The attribution list for the synthetic dataset can be found here. The vertical height of the camera is set to randomly vary from 0.3 to 1.5m above ground level. The training dataset consists of a mix of object sizes, textures and scales, camera positions and rotations, background and lighting. Some of the dataset categories feature flying objects, objects with textureless regions, and realistic images. For each scene, we generate left, right and ground truth disparity:


The real dataset was collected on diverse scenes including NVIDIA’s facilities indoor and outdoor, and public space within the United States, with a variety of range of distance, lighting and real world objects.

Performance

Dataset and KPI

The inference performance of the ESS model is measured on HAWK stereo camera sequences of R2B Dataset 2023. Before resizing images to 576x960 resolution, the top 48 rows are cropped out to preserve height-width aspect ratio. The KPIs are the average of a subset from all 7 sequences, computed and reported on resolution 960x576.

bpx is measured by the percentage of bad pixels, which are defined as pixels that have absolute disparity differences larger than x from ground truth. xs are the absolute disparity difference thresholds, which are 1, 2 and 3, respectively. rmse and mae measure the rooted mean squared errors and mean absolute errors.

KPI Values
bp1 (%) 25.4272
bp2 (%) 9.4941
bp3 (%) 5.2346
rmse 1.8629
mae 0.9520

Realtime Inference Performance

The inference is run on the provided models at FP16 precision. The inference performance is run using trtexec on Jetson AGX Xavier, Orin and RTX3060. The Jetson devices are running at Max-N configuration for maximum GPU frequency.

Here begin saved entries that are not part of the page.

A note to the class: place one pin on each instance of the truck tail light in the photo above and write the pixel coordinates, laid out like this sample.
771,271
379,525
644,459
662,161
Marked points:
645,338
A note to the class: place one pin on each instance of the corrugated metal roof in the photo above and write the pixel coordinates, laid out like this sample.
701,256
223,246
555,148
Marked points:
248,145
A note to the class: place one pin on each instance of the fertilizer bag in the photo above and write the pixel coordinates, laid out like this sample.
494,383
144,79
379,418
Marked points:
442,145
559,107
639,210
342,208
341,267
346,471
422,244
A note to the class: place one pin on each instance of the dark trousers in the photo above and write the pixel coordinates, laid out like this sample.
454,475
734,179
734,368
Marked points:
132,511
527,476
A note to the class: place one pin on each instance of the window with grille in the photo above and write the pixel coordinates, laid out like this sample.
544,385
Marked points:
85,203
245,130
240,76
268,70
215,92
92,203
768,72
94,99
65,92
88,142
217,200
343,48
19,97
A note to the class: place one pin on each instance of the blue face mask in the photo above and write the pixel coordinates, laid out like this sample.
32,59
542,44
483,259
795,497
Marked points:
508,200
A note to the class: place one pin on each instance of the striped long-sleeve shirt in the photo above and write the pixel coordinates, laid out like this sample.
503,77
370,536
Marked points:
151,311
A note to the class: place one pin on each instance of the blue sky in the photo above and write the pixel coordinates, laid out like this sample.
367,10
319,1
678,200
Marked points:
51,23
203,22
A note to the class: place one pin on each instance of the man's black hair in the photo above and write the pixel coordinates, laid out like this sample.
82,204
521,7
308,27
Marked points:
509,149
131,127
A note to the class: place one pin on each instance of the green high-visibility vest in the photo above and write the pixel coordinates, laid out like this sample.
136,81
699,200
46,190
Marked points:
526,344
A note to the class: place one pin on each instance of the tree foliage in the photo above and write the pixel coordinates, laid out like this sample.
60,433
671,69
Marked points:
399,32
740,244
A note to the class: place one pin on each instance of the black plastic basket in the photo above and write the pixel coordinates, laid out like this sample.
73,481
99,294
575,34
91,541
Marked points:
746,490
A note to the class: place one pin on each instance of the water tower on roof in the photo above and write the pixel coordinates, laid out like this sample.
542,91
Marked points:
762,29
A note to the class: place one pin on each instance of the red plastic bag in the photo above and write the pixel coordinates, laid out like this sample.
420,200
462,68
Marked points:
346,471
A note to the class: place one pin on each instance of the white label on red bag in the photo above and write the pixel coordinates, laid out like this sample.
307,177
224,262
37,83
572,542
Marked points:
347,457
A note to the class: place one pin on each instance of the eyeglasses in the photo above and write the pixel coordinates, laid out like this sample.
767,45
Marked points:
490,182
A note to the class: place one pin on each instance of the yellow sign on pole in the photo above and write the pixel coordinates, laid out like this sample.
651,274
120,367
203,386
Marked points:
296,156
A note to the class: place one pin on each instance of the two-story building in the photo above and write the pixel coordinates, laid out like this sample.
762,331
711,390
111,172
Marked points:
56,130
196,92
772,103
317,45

The performance shown here is the inference only performance with input resolution of 576x960x3.

Platform Batch Size FPS
Jetson AGX Xaiver 1 25.8937
Jetson AGX Orin 1 54.2302
RTX 3060 Ti 1 144.884

Limitations

Reflective surfaces

The performance for highly reflectable surfaces is unknown since this is an ill-posed problem.

Versions

2.0.0 ESS model with improved architecture and training data.

1.1.0 ESS model trained on synthetic and real data.

1.0.0 ESS model trained on synthetic data. Iinitial version.

References

[1] Smolyanskiy, Nikolai & Kamenev, Alexey & Birchfield, Stan. (2018). On the Importance of Stereo for Accurate Depth Estimation: An Efficient Semi-Supervised Deep Neural Network Approach. CVPR Workshop on Autonomous Driving.

[2] Chen, Liang-Chieh & Papandreou, George & Kokkinos, Iasonas & Murphy, Kevin & Yuille, Alan. (2017). DeepLab: Semantic Image Segmentation with Deep Convolutional Nets, Atrous Convolution, and Fully Connected CRFs. IEEE Transactions on Pattern Analysis and Machine Intelligence, 40(4): 834-848.

[3] Ronneberger, Olaf, Philipp Fischer, and Thomas Brox. "U-Net: Convolutional networks for biomedical image segmentation." International Conference on Medical image computing and computer-assisted intervention (MICCAI), 2015.

License

License to use this model is covered by the Model EULA. By downloading the public and release version of the model, you accept the terms and conditions of these licenses.

Ethical Considerations

This dataset consists of captures in NVIDIA’s facilities and public space in the United States. Persons in the dataset(s) have been informed of the data recording at the time of capture.

This dataset is not sufficiently diverse to be representative of the public in general, however it does contain diversity of the population represented in Urban centers.